Are managed security service providers (MSSPs) already yesterday’s news? Can alerts be replaced with answers delivered remotely?
Most market forecasters say that as security demands spike a glaring lack of trained security professionals has and will continue to prompt outsourcing to third parties. But Expel, a two-year old, Herndon, VA-based security startup thinks it has a better way, a platform it calls transparent managed security. With $20 million in new Series B funding to add its earlier $7.5 million haul, we're going to see if the company can prove it. The capital investment was led by Scale Ventures, one of whose partners, Ariel Tseitlin, will take a seat on Expel’s board of directors. Expel said it plans to use the money for the standard things -- accelerate product development and amp up go-to-market activities -- but didn't get any more specific.
Fittingly, the company positions itself on its website as an outsider, “an irreverent tribe focused on helping our customers love security, rebelling against the status quo and getting $#*! done.” It also says it’s an “antidote for companies trapped in failed relationships with their MSSPs and those looking to avoid the frustration of working with one in the first place.” It's good promotional rhetoric so far.
Three Managed Security Differentiators?
Honestly, it’s hard to tell if we're talking about clever market positioning or fightin’ words.
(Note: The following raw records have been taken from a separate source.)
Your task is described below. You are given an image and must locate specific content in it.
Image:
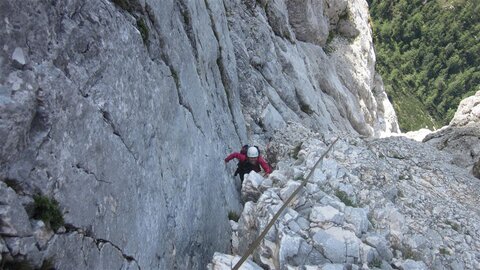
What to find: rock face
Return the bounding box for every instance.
[423,91,480,179]
[0,0,398,269]
[213,126,480,269]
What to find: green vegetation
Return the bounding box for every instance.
[290,142,303,159]
[228,211,240,222]
[335,190,355,207]
[368,0,480,131]
[33,195,64,231]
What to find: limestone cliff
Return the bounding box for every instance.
[0,0,398,269]
[208,92,480,270]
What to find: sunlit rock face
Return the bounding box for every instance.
[210,125,480,269]
[0,0,398,269]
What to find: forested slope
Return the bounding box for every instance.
[369,0,480,131]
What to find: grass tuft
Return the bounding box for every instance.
[33,195,65,231]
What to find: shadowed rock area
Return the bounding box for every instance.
[0,0,398,269]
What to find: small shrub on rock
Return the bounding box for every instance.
[33,195,65,231]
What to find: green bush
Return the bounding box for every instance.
[368,0,480,131]
[33,195,65,231]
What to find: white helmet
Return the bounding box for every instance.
[247,146,258,157]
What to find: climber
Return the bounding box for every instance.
[225,145,272,182]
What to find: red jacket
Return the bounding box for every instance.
[225,152,272,174]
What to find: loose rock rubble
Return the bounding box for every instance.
[209,125,480,269]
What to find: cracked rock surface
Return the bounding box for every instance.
[0,0,398,269]
[210,122,480,269]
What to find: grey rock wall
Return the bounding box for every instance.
[0,0,398,269]
[423,91,480,178]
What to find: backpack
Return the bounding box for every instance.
[234,144,260,181]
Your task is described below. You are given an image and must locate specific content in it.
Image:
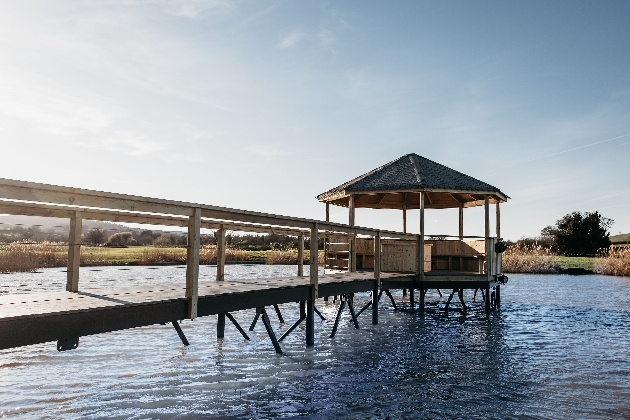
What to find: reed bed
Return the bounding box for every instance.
[593,247,630,276]
[503,244,562,274]
[0,242,107,273]
[265,249,324,266]
[139,245,250,265]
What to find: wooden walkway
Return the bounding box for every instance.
[0,272,414,349]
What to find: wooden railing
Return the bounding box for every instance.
[0,178,421,319]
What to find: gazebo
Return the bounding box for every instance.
[317,153,509,275]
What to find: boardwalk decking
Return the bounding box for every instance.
[0,272,414,349]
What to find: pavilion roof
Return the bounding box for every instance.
[317,153,509,209]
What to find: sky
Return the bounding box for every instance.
[0,0,630,240]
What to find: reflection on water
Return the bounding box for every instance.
[0,266,630,418]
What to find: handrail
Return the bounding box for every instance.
[0,178,417,239]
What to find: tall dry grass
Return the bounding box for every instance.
[265,249,324,266]
[139,245,249,265]
[593,247,630,276]
[0,242,107,273]
[502,244,561,274]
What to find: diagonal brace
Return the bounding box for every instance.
[172,321,190,346]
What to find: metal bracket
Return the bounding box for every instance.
[330,295,359,338]
[173,321,190,346]
[57,337,79,352]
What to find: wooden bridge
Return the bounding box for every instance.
[0,156,502,352]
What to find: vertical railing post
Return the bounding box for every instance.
[459,203,464,271]
[66,211,83,292]
[483,195,493,281]
[217,223,225,338]
[372,230,381,324]
[298,233,304,277]
[186,208,201,319]
[496,200,501,239]
[306,223,319,346]
[217,224,225,281]
[348,195,357,272]
[412,191,424,312]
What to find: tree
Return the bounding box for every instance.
[85,228,105,246]
[541,211,614,256]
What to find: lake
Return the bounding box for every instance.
[0,265,630,419]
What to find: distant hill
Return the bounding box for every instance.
[610,233,630,244]
[0,215,129,231]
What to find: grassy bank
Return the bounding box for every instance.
[0,242,323,273]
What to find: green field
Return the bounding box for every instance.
[81,246,276,265]
[82,246,596,270]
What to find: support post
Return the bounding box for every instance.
[420,191,424,313]
[306,223,319,346]
[348,195,354,226]
[372,230,381,324]
[459,203,464,271]
[403,204,407,233]
[348,195,357,272]
[496,201,501,239]
[217,314,225,338]
[66,211,83,292]
[298,231,304,277]
[348,235,357,273]
[186,208,201,319]
[217,224,225,281]
[484,195,493,281]
[459,203,464,241]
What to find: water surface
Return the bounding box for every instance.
[0,265,630,419]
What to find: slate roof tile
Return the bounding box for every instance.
[317,153,504,199]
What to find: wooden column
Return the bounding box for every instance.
[412,192,424,312]
[372,230,381,324]
[348,195,355,226]
[459,203,464,241]
[403,205,407,233]
[496,201,501,239]
[298,233,304,277]
[66,211,83,292]
[459,203,464,271]
[217,224,225,338]
[306,223,319,346]
[483,195,492,280]
[348,195,357,272]
[217,224,225,281]
[186,208,201,319]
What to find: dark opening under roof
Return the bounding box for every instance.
[317,153,509,209]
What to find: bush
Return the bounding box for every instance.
[593,247,630,276]
[541,211,614,256]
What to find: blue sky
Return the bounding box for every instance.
[0,0,630,239]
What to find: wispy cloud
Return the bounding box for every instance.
[278,31,305,48]
[245,144,293,160]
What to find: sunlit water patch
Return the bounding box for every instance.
[0,265,630,419]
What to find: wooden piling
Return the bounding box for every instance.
[372,231,381,324]
[186,208,201,319]
[496,201,501,239]
[298,233,304,277]
[420,192,424,313]
[217,314,225,338]
[66,211,83,292]
[306,223,319,346]
[217,224,225,281]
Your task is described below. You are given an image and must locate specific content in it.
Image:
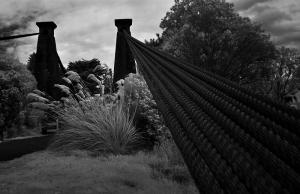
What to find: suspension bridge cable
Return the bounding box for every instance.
[0,33,40,41]
[118,32,300,193]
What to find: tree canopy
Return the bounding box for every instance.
[160,0,276,84]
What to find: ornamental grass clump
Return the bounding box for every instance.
[50,97,141,155]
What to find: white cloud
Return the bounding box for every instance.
[0,0,174,67]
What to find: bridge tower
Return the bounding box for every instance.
[35,21,66,98]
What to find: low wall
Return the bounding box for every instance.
[0,134,53,161]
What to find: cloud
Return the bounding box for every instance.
[230,0,300,49]
[0,0,174,67]
[231,0,273,11]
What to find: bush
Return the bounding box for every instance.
[0,58,36,139]
[50,97,141,154]
[119,74,169,149]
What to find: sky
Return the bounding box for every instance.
[0,0,300,67]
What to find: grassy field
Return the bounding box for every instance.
[0,151,198,194]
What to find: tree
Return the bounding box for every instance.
[271,47,300,101]
[67,59,112,93]
[160,0,276,85]
[0,58,36,140]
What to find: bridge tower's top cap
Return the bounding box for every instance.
[115,19,132,34]
[36,21,57,29]
[115,19,132,28]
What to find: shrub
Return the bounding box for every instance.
[50,97,141,154]
[0,58,36,139]
[119,74,169,149]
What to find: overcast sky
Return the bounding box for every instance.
[0,0,300,67]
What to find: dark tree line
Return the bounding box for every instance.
[145,0,299,100]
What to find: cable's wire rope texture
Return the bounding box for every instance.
[123,33,300,193]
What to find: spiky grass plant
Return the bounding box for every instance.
[50,98,141,154]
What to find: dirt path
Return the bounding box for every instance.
[0,152,197,194]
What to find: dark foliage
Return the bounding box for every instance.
[157,0,275,87]
[67,58,112,93]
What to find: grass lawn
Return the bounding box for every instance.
[0,151,198,194]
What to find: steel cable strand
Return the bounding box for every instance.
[126,37,299,192]
[129,42,248,193]
[157,63,300,169]
[127,37,300,169]
[125,38,224,194]
[125,37,300,135]
[127,36,300,120]
[195,79,300,150]
[142,49,286,193]
[128,38,300,148]
[127,36,300,135]
[0,33,40,41]
[151,58,300,190]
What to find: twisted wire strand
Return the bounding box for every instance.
[119,34,300,193]
[127,37,224,194]
[128,37,300,191]
[126,35,300,135]
[129,40,286,193]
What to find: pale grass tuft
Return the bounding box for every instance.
[50,98,141,154]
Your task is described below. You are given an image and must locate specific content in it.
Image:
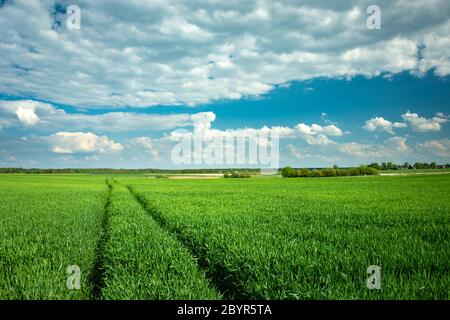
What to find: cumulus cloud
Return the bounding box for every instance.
[131,137,160,156]
[364,117,407,134]
[43,132,123,154]
[402,111,448,132]
[0,100,193,132]
[417,138,450,158]
[0,0,450,109]
[338,137,409,159]
[171,112,343,145]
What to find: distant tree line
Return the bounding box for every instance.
[223,171,252,178]
[369,162,450,170]
[0,168,259,174]
[281,166,378,178]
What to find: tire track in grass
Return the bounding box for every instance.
[126,185,244,300]
[90,178,113,300]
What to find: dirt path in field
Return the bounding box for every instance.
[123,186,239,299]
[89,179,112,300]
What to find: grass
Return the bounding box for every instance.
[101,183,220,300]
[123,176,450,299]
[0,175,106,299]
[0,175,450,299]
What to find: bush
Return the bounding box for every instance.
[282,166,378,178]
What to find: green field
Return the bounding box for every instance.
[0,174,450,299]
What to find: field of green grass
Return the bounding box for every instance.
[0,175,450,299]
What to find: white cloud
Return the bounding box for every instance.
[402,111,448,132]
[43,132,123,154]
[286,144,302,159]
[0,0,450,109]
[0,100,192,132]
[304,134,334,145]
[417,138,450,158]
[295,123,343,136]
[364,117,407,134]
[384,137,408,152]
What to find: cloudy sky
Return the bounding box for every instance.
[0,0,450,168]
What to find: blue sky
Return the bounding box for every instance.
[0,0,450,168]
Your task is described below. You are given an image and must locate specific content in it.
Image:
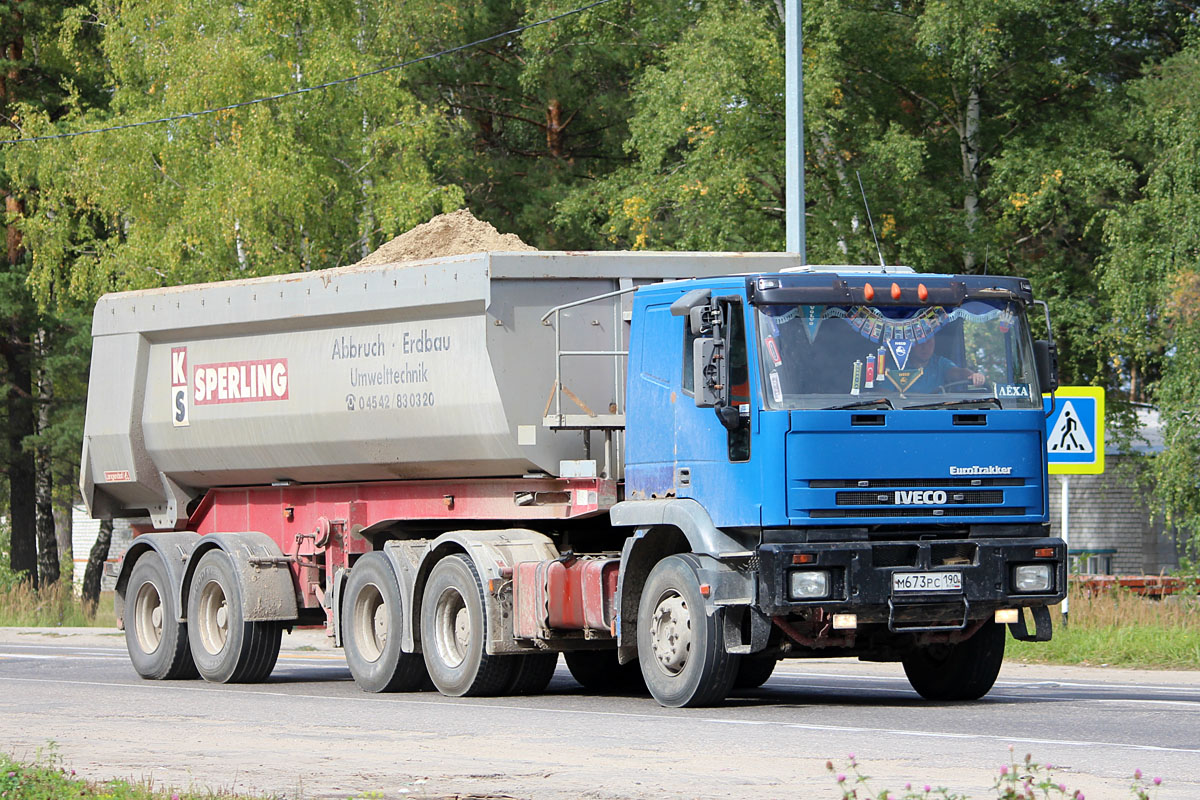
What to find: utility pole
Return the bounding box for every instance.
[784,0,809,264]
No matter, what can be safely said is Expel is founded on three precepts:
- A less than favorable opinion of MSSPs, who as a group, says Expel, don’t deliver on their promise;
- a contention that most security product innovation can be deployed only by the one percent of elite security outfits -- what about the other 99 percent? And...
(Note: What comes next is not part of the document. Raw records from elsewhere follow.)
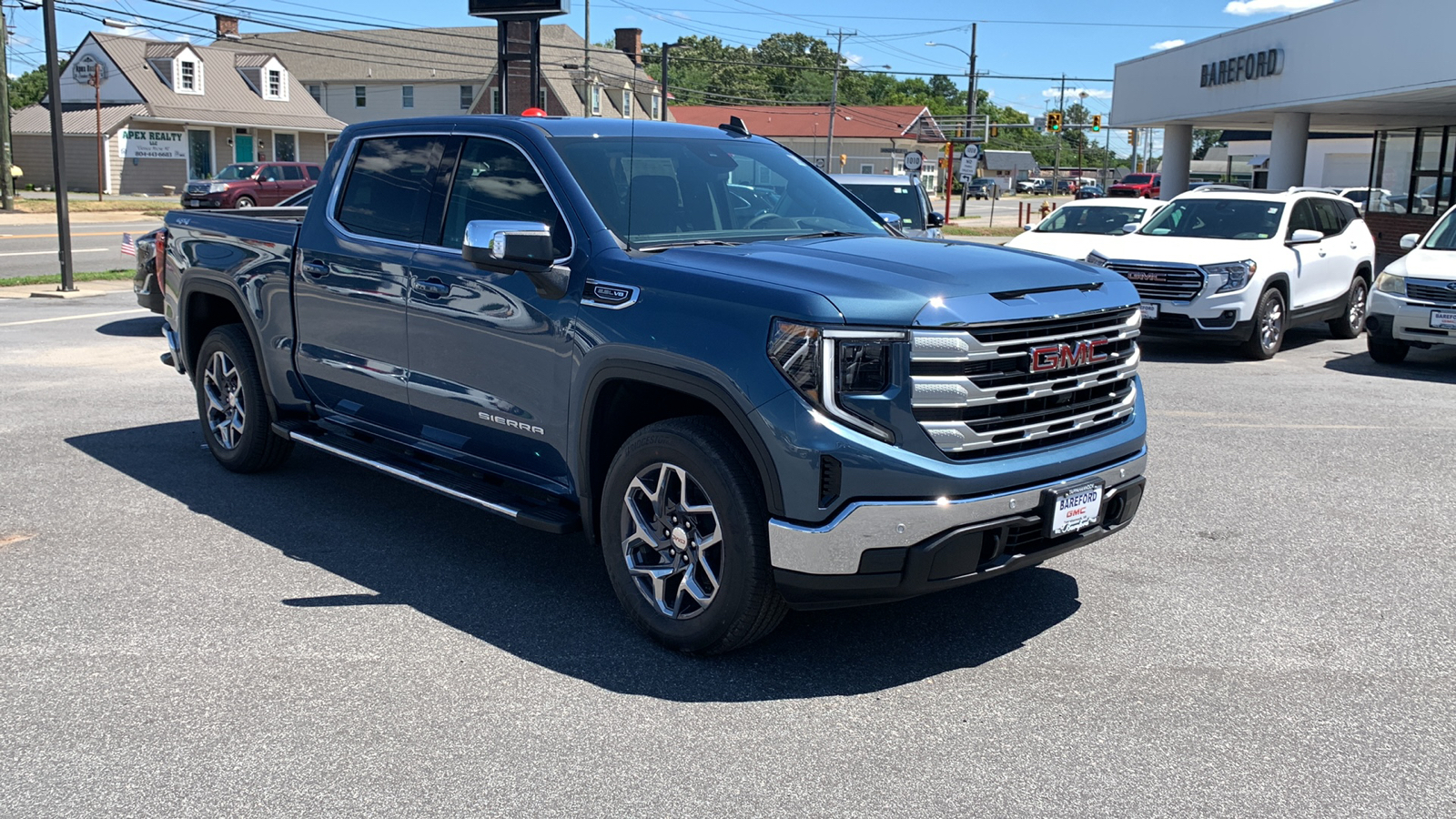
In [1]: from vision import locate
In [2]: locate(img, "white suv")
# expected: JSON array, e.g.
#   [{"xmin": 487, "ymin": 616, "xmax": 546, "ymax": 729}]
[
  {"xmin": 1366, "ymin": 202, "xmax": 1456, "ymax": 364},
  {"xmin": 1087, "ymin": 187, "xmax": 1374, "ymax": 360}
]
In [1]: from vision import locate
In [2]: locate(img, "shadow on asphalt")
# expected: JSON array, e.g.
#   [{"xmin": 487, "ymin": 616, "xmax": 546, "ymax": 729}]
[
  {"xmin": 68, "ymin": 421, "xmax": 1080, "ymax": 693},
  {"xmin": 96, "ymin": 317, "xmax": 162, "ymax": 337},
  {"xmin": 1138, "ymin": 325, "xmax": 1330, "ymax": 364}
]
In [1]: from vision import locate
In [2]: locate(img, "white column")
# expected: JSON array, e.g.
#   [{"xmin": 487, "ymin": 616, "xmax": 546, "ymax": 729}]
[
  {"xmin": 1269, "ymin": 114, "xmax": 1309, "ymax": 191},
  {"xmin": 1158, "ymin": 126, "xmax": 1192, "ymax": 201}
]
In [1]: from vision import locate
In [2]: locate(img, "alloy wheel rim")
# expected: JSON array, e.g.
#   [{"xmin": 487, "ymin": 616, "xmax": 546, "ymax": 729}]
[
  {"xmin": 1259, "ymin": 300, "xmax": 1284, "ymax": 349},
  {"xmin": 202, "ymin": 349, "xmax": 248, "ymax": 449},
  {"xmin": 622, "ymin": 462, "xmax": 723, "ymax": 620}
]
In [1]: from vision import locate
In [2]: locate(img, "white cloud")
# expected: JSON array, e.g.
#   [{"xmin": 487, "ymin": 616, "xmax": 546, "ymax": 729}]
[
  {"xmin": 1223, "ymin": 0, "xmax": 1335, "ymax": 17},
  {"xmin": 1041, "ymin": 87, "xmax": 1112, "ymax": 105}
]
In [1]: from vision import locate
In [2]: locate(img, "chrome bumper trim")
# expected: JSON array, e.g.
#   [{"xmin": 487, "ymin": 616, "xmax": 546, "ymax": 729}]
[{"xmin": 769, "ymin": 448, "xmax": 1148, "ymax": 574}]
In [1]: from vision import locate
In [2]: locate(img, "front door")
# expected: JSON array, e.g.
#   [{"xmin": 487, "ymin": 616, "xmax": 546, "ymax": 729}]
[
  {"xmin": 285, "ymin": 134, "xmax": 446, "ymax": 434},
  {"xmin": 410, "ymin": 137, "xmax": 584, "ymax": 487},
  {"xmin": 187, "ymin": 131, "xmax": 213, "ymax": 179}
]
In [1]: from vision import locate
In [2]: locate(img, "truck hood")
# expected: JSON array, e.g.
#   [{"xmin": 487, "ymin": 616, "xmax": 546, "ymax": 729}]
[{"xmin": 660, "ymin": 236, "xmax": 1138, "ymax": 327}]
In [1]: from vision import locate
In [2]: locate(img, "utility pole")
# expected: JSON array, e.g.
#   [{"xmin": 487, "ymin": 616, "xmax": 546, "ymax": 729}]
[
  {"xmin": 0, "ymin": 5, "xmax": 15, "ymax": 210},
  {"xmin": 43, "ymin": 0, "xmax": 76, "ymax": 293},
  {"xmin": 824, "ymin": 27, "xmax": 859, "ymax": 174}
]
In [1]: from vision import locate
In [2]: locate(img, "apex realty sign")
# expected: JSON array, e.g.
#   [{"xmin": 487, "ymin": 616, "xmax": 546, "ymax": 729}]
[
  {"xmin": 118, "ymin": 128, "xmax": 187, "ymax": 159},
  {"xmin": 1198, "ymin": 48, "xmax": 1284, "ymax": 87}
]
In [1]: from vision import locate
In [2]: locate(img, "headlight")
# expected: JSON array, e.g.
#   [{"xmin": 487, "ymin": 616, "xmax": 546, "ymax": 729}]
[
  {"xmin": 1374, "ymin": 272, "xmax": 1405, "ymax": 296},
  {"xmin": 769, "ymin": 320, "xmax": 905, "ymax": 441},
  {"xmin": 1203, "ymin": 259, "xmax": 1259, "ymax": 293}
]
- its Workbench platform and analyst team helps you to help yourself.
Boiled down, Expel wants to sell IT security on the opportunity to spend less time operating products and dealing with alerts and more on minimizing risk.
“MSSPs have failed to deliver on the value they promised. They’ve beaten their customers into submission and taught them to expect less,” said Dave Merkel, Expel co-founder and CEO. “They’re alert factories that take 1,000 alerts from customers’ devices, repackage them into 100 alerts and promptly toss them back over the fence to the customer. It’s 2018. We don’t think grown security professionals should still be chasing alerts. Expel helps CISOs get out of that rut so they can focus on making decisions and managing risk.”
Shared Security Dashboard
How, exactly, does Expel help CISO’s break the inertia? For one thing, the company sets up its security platform by building on its customers’ existing security product set. It also offers a suite of services, including analysts (there are 16 of them at the moment) tasked with investigating alerts and monitoring environments, telling clients what to do if a problem surfaces, and informing customers how to fix the root cause of recurring issues. One of its selling points is that customers share an interface with Expel’s analysts to watch investigations as they unfold with the opportunity and means to act immediately. That’s the “transparency” part.
Expel maintains out of the box integration with endpoint security suppliers Carbon Black, Cisco, Endgame and Tanium; network security providers Bricata, Cisco, Palo Alto Networks and Zscaler; and, SIEM specialists LogRhythm, Splunk and Sumo Logic. The company says there are more to come as the need arises.
“The biggest gap in the information security market isn't a lack of interesting, innovative technology to generate security signal in your (endpoint, network, cloud) infrastructure," Merkel wrote in a blog post. It's the inability to make innovation actionable and affordable by the rest of us that's the problem.